The modern business world is data-centric. As more businesses turn to cloud computing, they must evaluate and choose the right data warehouse to support their digital modernization efforts and business outcomes. Data warehouses can increase the bottom line, improve analytics, enhance the customer experience, and optimize decision-making. 

A data warehouse is a large repository of data businesses utilize for deep analytical insights and business intelligence. This data is collected from multiple data sources. A high-performing data warehouse can collect data from different operational databases and apply a uniform format for better analysis and quicker insights.

Two of the most popular data warehouse solutions are Snowflake and Amazon Web Services (AWS) Redshift. Let’s look at how these two data warehouses stack up against one another. 

What Is the Difference Between Snowflake and Amazon Redshift

What is Snowflake?

Snowflake is a cloud-based data warehousing solution that uses third-party cloud-compute resources, such as Azure, Google Cloud Platform, or Amazon Web Services (AWS.) It is designed to provide users with a fully managed, cloud-native database solution that can scale up or down as needed for different workloads. Snowflake separates compute from storage: a non-traditional approach to data warehousing. With this method, data remains in a central repository while compute instances are managed, sized, and scaled independently. 

Snowflake is a good choice for companies that are conscious about their operational overhead and need to quickly deploy applications into production without worrying about managing hardware or software. It is also the ideal platform to use when query loads are lighter, and the workload requires frequent scaling. 

The benefits of Snowflake include:

  • Easy integration with most components of data ecosystems
  • Minimal operational overhead: companies are not responsible for installing, configuring, or managing the underlying warehouse platform
  • Simple setup and use
  • Abstracted configuration for storage and compute instances
  • Robust and intuitive SQL interface

What is Amazon Redshift?

Amazon Redshift is an enterprise data warehouse built on Amazon Web Services (AWS). It provides organizations with a scalable, secure, and cost-effective way to store and analyze large amounts of data in the cloud. Its cloud-based compute nodes enable businesses to perform large-scale data analysis and storage. 

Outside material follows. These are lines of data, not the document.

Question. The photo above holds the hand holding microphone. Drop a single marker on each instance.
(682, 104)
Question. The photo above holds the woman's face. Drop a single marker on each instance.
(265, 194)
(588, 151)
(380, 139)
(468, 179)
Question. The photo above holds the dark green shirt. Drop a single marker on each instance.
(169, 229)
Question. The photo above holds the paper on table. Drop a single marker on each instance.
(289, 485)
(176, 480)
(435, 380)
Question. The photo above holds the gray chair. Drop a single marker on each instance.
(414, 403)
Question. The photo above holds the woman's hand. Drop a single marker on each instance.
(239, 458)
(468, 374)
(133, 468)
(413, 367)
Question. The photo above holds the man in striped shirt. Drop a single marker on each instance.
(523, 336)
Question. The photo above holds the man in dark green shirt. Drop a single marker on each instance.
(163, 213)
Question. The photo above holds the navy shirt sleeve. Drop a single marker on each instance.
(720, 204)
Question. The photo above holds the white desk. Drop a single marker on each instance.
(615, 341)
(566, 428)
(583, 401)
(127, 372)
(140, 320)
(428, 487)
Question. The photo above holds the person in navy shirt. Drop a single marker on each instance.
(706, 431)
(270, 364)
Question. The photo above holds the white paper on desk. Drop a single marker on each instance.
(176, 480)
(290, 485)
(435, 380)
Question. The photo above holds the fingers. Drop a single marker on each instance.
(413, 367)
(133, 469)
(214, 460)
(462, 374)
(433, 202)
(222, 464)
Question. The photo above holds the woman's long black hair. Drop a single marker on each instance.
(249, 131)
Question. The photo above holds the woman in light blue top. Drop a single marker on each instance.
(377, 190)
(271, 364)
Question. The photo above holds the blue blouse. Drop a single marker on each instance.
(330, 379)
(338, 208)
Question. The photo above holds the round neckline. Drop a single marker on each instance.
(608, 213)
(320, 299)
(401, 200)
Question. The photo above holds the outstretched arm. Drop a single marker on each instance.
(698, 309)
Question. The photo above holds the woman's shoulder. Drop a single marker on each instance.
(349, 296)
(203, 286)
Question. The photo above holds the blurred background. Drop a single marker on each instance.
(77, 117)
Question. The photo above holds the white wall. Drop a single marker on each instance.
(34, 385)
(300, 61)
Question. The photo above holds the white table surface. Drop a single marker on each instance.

Amazon Redshift is ideal for enterprises that require quick query outputs on large data sets. Additionally, Redshift has several options for efficiently managing its clusters using AWS CLI/Amazon Redshift Console, Amazon Redshift Query API, and AWS Software Development Kit. Redshift is a great solution for companies already using AWS services and running applications with a high query load. 

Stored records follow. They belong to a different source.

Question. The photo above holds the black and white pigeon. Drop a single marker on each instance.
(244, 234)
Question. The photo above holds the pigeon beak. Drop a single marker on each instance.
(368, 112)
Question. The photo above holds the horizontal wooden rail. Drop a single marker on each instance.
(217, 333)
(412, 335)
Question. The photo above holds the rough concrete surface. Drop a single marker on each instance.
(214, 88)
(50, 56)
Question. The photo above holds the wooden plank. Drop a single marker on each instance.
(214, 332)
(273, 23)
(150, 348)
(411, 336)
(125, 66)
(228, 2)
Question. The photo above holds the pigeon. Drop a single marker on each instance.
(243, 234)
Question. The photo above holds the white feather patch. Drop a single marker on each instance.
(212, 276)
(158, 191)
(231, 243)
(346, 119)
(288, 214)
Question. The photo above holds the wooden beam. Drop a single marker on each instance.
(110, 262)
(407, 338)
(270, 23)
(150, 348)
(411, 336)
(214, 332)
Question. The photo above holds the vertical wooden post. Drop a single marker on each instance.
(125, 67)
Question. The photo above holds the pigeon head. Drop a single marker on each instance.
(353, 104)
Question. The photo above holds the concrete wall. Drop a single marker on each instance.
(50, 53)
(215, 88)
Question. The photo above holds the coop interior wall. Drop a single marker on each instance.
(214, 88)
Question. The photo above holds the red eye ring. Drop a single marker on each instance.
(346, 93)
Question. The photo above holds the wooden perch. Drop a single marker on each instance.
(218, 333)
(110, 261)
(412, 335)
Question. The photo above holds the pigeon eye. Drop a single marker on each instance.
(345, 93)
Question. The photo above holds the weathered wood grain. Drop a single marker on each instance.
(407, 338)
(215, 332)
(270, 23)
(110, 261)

The benefits of Amazon Redshift include:

  • Seamless integration with the AWS ecosystem
  • Multiple data output formatting support
  • Easy console to extract analytics and run queries
  • Customizable data and security models

Comparing Data Warehouse Solutions

Snowflake and Amazon Redshift both offer impressive performance capabilities, like scalability across multiple servers and high availability with minimal downtime. There are some differences between the two that will determine which one is the best fit for your business.

Performance

Both data warehouse solutions harness massively parallel processing (MPP) and columnar storage, which enables advanced analytics and efficiency on massive jobs. Snowflake boasts a unique architecture that supports structured and semi-structured data. Storage, computing, and cloud services are abstracted to optimize independent performance. Redshift recently unveiled concurrency scaling coupled with machine learning to compete with Snowflake’s concurrency scaling. 

Maintenance

Snowflake is a pure SaaS platform that doesn’t require any maintenance. All software and hardware maintenance is handled by Snowflake. Amazon Redshift’s clusters require manual maintenance from the user.

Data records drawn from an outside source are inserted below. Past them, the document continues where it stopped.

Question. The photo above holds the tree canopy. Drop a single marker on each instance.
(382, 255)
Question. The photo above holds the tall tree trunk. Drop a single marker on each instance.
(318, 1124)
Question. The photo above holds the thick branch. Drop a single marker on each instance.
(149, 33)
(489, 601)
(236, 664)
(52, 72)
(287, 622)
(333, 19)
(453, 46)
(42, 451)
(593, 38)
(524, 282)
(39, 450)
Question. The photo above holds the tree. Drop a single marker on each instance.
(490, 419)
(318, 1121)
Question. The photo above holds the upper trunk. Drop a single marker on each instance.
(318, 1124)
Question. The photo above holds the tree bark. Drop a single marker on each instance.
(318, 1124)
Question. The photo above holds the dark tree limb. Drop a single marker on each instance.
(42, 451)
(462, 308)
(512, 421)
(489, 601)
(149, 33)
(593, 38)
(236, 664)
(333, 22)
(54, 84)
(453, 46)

Data and Security Customization

Snowflake supports fewer customization choices in data and security. Snowflake’s security utilizes always-on encryption enforcing strict security checks. Redshift supports data flexibility via partitioning and distribution. Additionally, Redshift allows you to tailor its end-to-end encryption and set up your own identity management system to manage user authentication and authorization.

Pricing

Both platforms offer on-demand pricing but are packaged differently. Snowflake doesn’t bundle usage and storage in its pricing structure and treats them as separate entities. Redshift bundles the two in its pricing. Snowflake tiers its pricing based on what features you need. Your company can select a tier that best fits your feature needs. Redshift rewards businesses with discounts when they commit to longer-term contracts. 

Which data warehouse is best for my business?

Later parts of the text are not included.